The MSSE-Ar scale used in this study exhibited good internal consistency. The Cronbach’s alpha of the MSSE-Ar scale was 0.88, that is, above the recommended level of 0.70, thus indicating good reliability. The coefficient was similar to that of the original English-language scale (0.87)19 and to the Cronbach’s alpha coefficients reported in studies documenting the adaptation of the MSSE scale into other languages; for example, the Turkish21 version has a Cronbach’s alpha coefficient of 0.90 and Greek20 version has a Cronbach’s alpha coefficient of 0.88.
The CFA results revealed that all individual items were significantly correlated to the latent variable (self-efficacy). It also supported the scale’s single-factor structure that was recommended on the basis of the original scale. Moshki et al18 reported a 2-factor structure but the tested Farsi version had 14 items compared to the 10 items in the current study. Furthermore, similar to the original scale,19 the CFI goodness-of-fit index in the current study was higher than 0.90.
The MSSE-Ar scale revealed a statistically significant difference between women who had had mammograms and those who had not. Additionally, the scores varied according to the stage of change the participants were at, with women who are in the early stages achieving lower scores than those at advanced stages.

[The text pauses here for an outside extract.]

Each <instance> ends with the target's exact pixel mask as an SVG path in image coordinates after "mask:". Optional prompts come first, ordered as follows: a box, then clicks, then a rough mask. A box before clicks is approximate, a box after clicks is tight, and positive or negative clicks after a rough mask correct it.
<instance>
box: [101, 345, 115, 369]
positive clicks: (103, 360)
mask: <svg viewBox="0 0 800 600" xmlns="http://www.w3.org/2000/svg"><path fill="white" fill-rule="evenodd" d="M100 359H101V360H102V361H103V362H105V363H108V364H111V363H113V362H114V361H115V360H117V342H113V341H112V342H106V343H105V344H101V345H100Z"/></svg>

These differences in the known groups supported the construct and the predictive validity of the MSSE-Ar scale. A similar pattern was reported in previous research on various language versions of the MSSE.19,21 When tested, the original English MSSE found that adherent women achieved higher scores (45.35±0.24) than did non-adherent women (43.30±0.23).19
There are several strengths inherent in the present study. The analyses relied on a random sample of women from PHCs, thereby giving estimates of parameters in a community setting. The translation and adaptation processes were rigorous and followed the recommended steps to ensure equivalence and assess the scale’s psychometric properties. However, the study also has some limitations: first, the sample was taken from Madinah city only, and, therefore, may not be representative of all women in Saudi Arabia. Second, the present study assessed mammography practices based on the participants’ self-reported data. The mammography-related self-report method had not been validated in a Saudi Arabian primary healthcare setting.

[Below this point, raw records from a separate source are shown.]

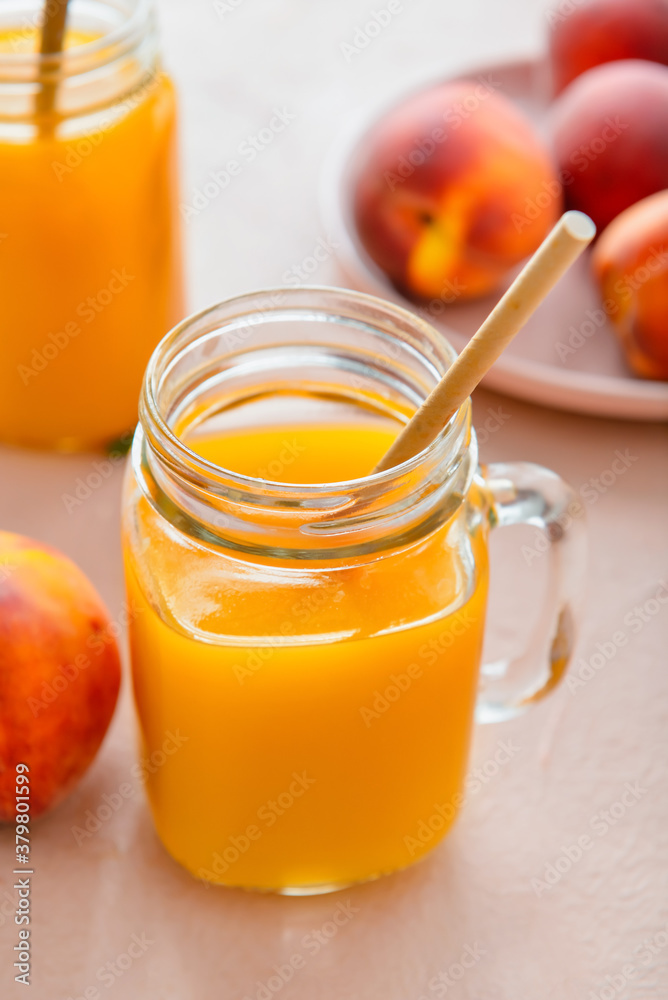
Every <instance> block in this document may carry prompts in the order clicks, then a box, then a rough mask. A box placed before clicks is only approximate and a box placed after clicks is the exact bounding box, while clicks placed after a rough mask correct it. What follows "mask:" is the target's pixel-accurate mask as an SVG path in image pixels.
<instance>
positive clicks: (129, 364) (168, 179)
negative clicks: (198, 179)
mask: <svg viewBox="0 0 668 1000" xmlns="http://www.w3.org/2000/svg"><path fill="white" fill-rule="evenodd" d="M94 41H95V38H91V37H90V36H88V35H85V34H82V33H81V32H76V31H71V32H70V33H69V34H68V37H67V40H66V48H67V49H68V51H75V50H76V49H77V48H78V47H79V46H81V47H82V51H84V50H85V46H86V43H90V42H94ZM145 41H146V40H145V39H144V40H143V42H142V44H144V43H145ZM37 46H38V33H37V32H34V31H33V32H32V33H31V32H30V31H26V30H25V29H21V30H20V31H14V32H11V31H4V32H2V33H1V34H0V234H1V235H0V301H1V302H2V314H1V316H0V362H1V363H0V440H4V441H9V442H15V443H19V444H27V445H35V446H46V447H57V448H60V449H65V450H72V449H77V448H83V447H89V446H99V445H103V444H105V443H108V442H111V441H112V440H114V439H115V438H117V437H119V436H120V435H121V434H122V433H123V432H125V431H127V430H129V429H131V428H132V427H133V426H134V424H135V423H136V420H137V398H138V394H139V389H140V386H141V379H142V375H143V371H144V368H145V367H146V363H147V361H148V358H149V356H150V354H151V351H152V350H153V348H154V347H155V345H156V343H157V342H158V340H159V339H160V338H161V337H162V336H163V335H164V334H165V333H166V332H167V330H169V329H170V327H172V326H173V325H174V323H176V322H177V321H178V319H179V318H180V317H181V315H182V314H183V290H182V275H181V248H180V239H179V226H178V217H177V213H178V207H177V164H176V154H177V151H176V134H175V95H174V88H173V85H172V83H171V81H170V79H169V77H168V76H167V75H166V74H165V73H163V72H162V71H161V69H160V68H159V65H157V64H155V65H154V66H153V68H152V69H149V70H148V72H146V73H143V72H142V71H141V69H139V68H138V66H137V64H136V63H133V57H132V54H130V55H129V56H128V55H127V54H126V55H125V56H124V58H123V60H121V61H119V69H118V78H117V79H115V80H114V81H113V83H114V85H113V89H112V90H111V91H110V90H109V80H108V79H107V81H106V83H105V86H106V87H107V90H106V91H105V96H104V97H102V98H101V100H100V103H99V104H98V105H96V103H95V100H96V99H95V86H96V84H95V83H86V86H90V87H91V88H92V90H91V94H90V99H89V100H90V107H88V108H86V109H83V110H82V109H81V108H79V110H78V111H77V112H76V114H71V115H69V114H68V113H67V112H65V113H64V114H63V117H62V120H60V121H59V122H58V123H57V124H56V125H55V128H53V129H48V128H47V129H44V128H39V127H38V125H37V123H36V122H35V121H34V120H31V118H30V115H29V114H28V113H26V115H25V116H24V118H23V119H22V120H21V121H19V122H17V121H16V120H15V119H14V118H12V117H11V116H10V115H8V114H3V106H4V103H5V102H6V101H8V100H9V97H6V96H3V82H2V65H3V55H6V54H7V53H14V54H15V53H26V52H34V51H36V47H37ZM98 96H99V95H98Z"/></svg>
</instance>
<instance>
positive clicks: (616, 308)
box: [554, 247, 668, 364]
mask: <svg viewBox="0 0 668 1000" xmlns="http://www.w3.org/2000/svg"><path fill="white" fill-rule="evenodd" d="M666 266H668V252H666V250H665V249H664V248H663V247H661V248H660V249H656V248H655V247H650V249H649V254H648V256H647V259H646V260H645V262H644V264H640V265H639V266H638V267H636V268H635V269H634V270H633V271H632V272H630V273H628V274H625V275H623V276H622V277H621V278H618V279H617V281H615V284H614V286H613V290H614V291H615V293H616V294H617V296H618V298H617V299H605V301H604V302H603V304H602V307H601V308H600V309H587V310H586V311H585V319H583V321H582V322H581V323H580V325H579V326H574V325H573V324H571V325H570V326H569V328H568V333H569V336H568V339H567V340H566V341H565V342H564V341H561V340H558V341H557V342H556V343H555V345H554V349H555V351H556V353H557V357H558V358H559V360H560V361H561V363H562V364H565V363H566V359H567V358H568V357H570V356H571V355H572V354H577V352H578V351H579V350H580V348H581V347H584V345H585V344H586V343H587V341H588V340H590V339H591V338H592V337H593V336H594V335H595V334H596V332H597V330H600V329H601V327H603V326H604V325H605V322H606V320H607V319H608V317H610V316H615V315H616V314H617V313H618V312H619V309H620V304H621V305H625V304H627V303H628V302H630V301H631V300H632V298H633V295H634V293H635V292H637V291H638V289H639V288H641V287H642V286H643V285H644V284H645V283H646V282H647V281H649V280H650V278H652V277H653V276H654V275H655V274H658V273H659V272H661V271H663V270H664V269H665V268H666Z"/></svg>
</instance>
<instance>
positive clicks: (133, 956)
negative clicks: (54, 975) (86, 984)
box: [67, 934, 155, 1000]
mask: <svg viewBox="0 0 668 1000" xmlns="http://www.w3.org/2000/svg"><path fill="white" fill-rule="evenodd" d="M153 944H155V941H152V940H151V939H150V938H149V937H147V936H146V934H131V935H130V943H129V944H128V947H127V948H126V950H125V951H122V952H121V954H120V955H117V956H116V958H114V959H113V960H112V961H110V962H105V963H104V965H101V966H100V967H99V969H98V970H97V972H96V973H95V979H96V980H97V982H98V983H100V985H101V986H104V988H105V989H107V990H108V989H111V987H112V986H114V985H115V984H116V983H117V982H118V980H119V979H121V978H122V977H123V976H124V975H125V973H126V972H127V971H128V969H130V968H131V967H132V966H133V965H134V963H135V962H136V961H138V959H140V958H143V956H144V955H145V954H146V952H147V951H148V949H149V948H150V947H151V945H153ZM101 996H102V994H101V993H100V990H99V988H98V987H97V986H87V987H86V989H85V990H84V991H83V993H80V994H78V996H75V997H73V996H72V995H70V996H69V997H68V998H67V1000H100V997H101Z"/></svg>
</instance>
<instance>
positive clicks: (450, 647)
mask: <svg viewBox="0 0 668 1000" xmlns="http://www.w3.org/2000/svg"><path fill="white" fill-rule="evenodd" d="M477 624H478V619H477V618H474V617H473V616H472V615H471V613H470V611H469V609H468V608H462V609H461V611H458V612H457V613H456V614H455V615H453V616H452V617H451V619H450V620H449V621H448V624H447V626H446V627H445V628H444V629H443V630H442V631H441V632H440V633H439V634H438V635H437V636H435V637H434V638H432V639H430V640H429V642H426V643H423V644H422V646H420V648H419V650H418V655H417V660H413V662H412V663H409V664H408V665H407V666H406V667H405V669H404V670H400V671H399V672H397V673H392V674H390V676H389V684H387V685H386V686H385V687H384V688H382V689H376V690H375V691H374V692H373V697H372V700H371V703H370V704H369V705H362V706H361V707H360V710H359V712H360V716H361V718H362V722H363V723H364V725H365V726H366V728H367V729H369V728H370V726H372V725H373V723H374V722H375V721H376V720H377V719H380V718H381V717H382V716H383V715H385V713H386V712H388V711H389V710H390V709H391V708H392V705H395V704H396V703H397V702H398V701H399V699H400V698H403V696H404V695H405V694H406V692H407V691H410V690H411V688H412V687H413V685H414V683H415V682H416V681H418V680H419V679H420V678H421V677H422V676H423V673H424V666H423V664H424V665H426V666H429V667H431V666H434V665H435V664H436V663H438V660H439V658H440V657H441V656H442V655H443V654H444V653H445V652H446V651H447V650H448V649H451V647H452V646H453V645H454V644H455V642H456V641H457V639H459V638H461V636H463V635H465V634H466V632H468V630H469V629H470V628H471V626H472V625H477ZM418 660H421V661H422V663H419V662H418Z"/></svg>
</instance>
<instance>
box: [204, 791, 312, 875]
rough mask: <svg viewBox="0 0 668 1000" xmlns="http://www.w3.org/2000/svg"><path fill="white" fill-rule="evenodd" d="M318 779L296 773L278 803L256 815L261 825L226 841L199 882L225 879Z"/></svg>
mask: <svg viewBox="0 0 668 1000" xmlns="http://www.w3.org/2000/svg"><path fill="white" fill-rule="evenodd" d="M315 783H316V779H315V778H312V777H310V775H309V774H308V773H307V772H306V771H302V772H301V773H298V772H297V771H293V773H292V781H291V783H290V785H289V786H288V788H286V789H285V790H284V791H282V792H281V793H280V794H279V795H277V796H276V798H275V799H268V800H267V801H266V802H264V803H263V804H262V805H261V806H260V807H259V809H258V810H257V812H256V814H255V815H256V816H257V818H258V820H259V821H260V823H261V824H262V825H259V824H258V823H249V824H248V825H247V826H246V827H245V829H244V830H242V831H241V833H239V834H237V835H230V836H229V837H227V839H226V842H225V845H224V846H223V845H221V849H220V852H218V851H216V852H215V853H214V855H213V857H212V859H211V869H208V868H199V869H198V870H197V878H200V879H203V880H204V881H205V884H206V885H207V887H208V885H209V883H211V882H215V881H217V879H219V878H220V876H221V875H225V874H226V872H228V871H229V869H230V868H231V867H232V866H233V865H235V864H236V863H237V861H238V860H239V858H241V857H242V856H243V855H244V854H246V853H247V852H248V851H250V850H251V848H252V846H253V844H254V843H256V842H257V841H258V840H260V838H261V837H262V835H263V833H264V832H265V831H266V830H268V829H269V828H270V827H272V826H273V825H274V824H275V823H277V822H278V820H279V819H280V817H281V816H283V815H284V814H285V813H286V812H287V811H288V810H289V809H292V807H293V806H294V804H295V802H297V801H298V800H299V799H301V797H302V796H303V795H304V794H305V793H306V792H307V791H308V790H309V788H311V787H312V786H313V785H315Z"/></svg>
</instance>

Further studies can verify the applicability of the MSSE-Ar scale to women from different cultural backgrounds, in different healthcare settings, or in different regions of Saudi Arabia. Moreover, further research can investigate other varieties of validation studies like the instruments’ sensitivity, discriminant validity, and responsiveness to change.

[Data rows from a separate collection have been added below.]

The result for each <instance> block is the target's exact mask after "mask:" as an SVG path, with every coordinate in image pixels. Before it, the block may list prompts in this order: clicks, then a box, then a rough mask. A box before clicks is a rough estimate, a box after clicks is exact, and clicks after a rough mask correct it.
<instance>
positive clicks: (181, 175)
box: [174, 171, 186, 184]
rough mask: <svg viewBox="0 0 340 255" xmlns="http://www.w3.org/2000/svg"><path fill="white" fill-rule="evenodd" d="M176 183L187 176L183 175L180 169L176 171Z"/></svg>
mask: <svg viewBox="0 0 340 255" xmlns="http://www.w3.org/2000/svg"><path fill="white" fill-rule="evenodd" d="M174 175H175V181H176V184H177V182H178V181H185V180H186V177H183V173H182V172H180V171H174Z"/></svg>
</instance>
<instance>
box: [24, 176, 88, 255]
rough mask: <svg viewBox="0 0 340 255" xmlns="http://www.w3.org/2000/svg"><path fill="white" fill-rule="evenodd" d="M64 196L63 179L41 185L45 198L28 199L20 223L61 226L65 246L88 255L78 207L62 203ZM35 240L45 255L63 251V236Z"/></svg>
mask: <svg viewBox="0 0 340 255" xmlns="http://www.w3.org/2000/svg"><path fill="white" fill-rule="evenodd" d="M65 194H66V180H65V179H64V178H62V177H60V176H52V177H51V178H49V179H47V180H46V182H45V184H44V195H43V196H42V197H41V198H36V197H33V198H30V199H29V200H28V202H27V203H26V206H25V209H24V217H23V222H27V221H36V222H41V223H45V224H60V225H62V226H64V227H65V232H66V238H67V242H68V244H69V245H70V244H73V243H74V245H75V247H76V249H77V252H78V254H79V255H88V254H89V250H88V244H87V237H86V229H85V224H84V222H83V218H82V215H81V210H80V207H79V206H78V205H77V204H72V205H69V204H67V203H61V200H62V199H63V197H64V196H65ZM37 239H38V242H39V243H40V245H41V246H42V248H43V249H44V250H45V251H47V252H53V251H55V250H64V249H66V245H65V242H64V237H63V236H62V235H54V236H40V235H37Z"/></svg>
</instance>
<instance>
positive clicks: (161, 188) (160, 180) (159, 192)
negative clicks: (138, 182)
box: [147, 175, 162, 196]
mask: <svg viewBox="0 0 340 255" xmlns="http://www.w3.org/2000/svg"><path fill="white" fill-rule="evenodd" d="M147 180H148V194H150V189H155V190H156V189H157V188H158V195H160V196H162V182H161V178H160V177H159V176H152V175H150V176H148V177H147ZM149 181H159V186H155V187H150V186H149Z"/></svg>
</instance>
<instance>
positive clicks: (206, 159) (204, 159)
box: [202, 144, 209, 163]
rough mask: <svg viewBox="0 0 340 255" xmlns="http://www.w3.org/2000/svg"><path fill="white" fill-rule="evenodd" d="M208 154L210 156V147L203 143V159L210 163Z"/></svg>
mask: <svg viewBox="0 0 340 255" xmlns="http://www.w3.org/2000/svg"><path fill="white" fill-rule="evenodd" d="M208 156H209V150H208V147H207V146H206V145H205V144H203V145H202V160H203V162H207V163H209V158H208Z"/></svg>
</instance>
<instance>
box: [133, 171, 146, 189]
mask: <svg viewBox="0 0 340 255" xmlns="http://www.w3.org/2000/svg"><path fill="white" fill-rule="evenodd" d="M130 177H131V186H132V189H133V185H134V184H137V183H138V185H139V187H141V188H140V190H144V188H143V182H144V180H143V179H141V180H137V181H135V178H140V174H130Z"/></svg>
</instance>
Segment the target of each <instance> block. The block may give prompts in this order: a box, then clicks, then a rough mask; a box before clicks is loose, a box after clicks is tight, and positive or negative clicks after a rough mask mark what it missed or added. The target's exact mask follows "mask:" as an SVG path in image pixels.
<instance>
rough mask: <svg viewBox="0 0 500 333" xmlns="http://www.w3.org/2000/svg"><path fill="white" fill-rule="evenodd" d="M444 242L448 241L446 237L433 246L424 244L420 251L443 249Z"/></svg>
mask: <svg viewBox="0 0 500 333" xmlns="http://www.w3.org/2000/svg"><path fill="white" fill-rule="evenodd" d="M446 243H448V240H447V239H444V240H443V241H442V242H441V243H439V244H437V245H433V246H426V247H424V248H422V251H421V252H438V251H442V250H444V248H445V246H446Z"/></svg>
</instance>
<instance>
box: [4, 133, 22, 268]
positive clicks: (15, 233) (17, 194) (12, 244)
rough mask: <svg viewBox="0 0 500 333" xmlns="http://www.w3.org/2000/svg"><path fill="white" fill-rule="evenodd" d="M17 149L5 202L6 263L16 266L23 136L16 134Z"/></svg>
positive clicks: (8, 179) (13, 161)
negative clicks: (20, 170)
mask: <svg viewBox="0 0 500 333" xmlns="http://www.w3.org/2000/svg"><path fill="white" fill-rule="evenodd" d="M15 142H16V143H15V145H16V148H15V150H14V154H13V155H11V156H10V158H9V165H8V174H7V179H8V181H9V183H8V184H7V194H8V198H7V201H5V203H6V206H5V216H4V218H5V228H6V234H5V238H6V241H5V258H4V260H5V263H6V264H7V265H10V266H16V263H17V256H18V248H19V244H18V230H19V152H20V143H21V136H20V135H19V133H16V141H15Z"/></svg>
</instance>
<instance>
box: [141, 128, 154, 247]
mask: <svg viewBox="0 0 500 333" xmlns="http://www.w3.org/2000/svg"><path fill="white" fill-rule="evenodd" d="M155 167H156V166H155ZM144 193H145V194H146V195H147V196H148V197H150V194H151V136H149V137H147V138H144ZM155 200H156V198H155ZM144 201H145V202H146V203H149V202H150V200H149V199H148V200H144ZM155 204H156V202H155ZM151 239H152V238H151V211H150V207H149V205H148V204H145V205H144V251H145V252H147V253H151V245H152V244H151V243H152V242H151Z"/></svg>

In conclusion, the current study presented an adapted and validated Arabic version of the MSSE scale for use in the context of primary healthcare in Saudi Arabia. It provided evidence of the Arabic version’s good psychometric properties using reliability analysis, CFA, and extreme groups validation. The scale may be useful in evaluating interventional studies aimed at improving participation rates in mammography screening programs.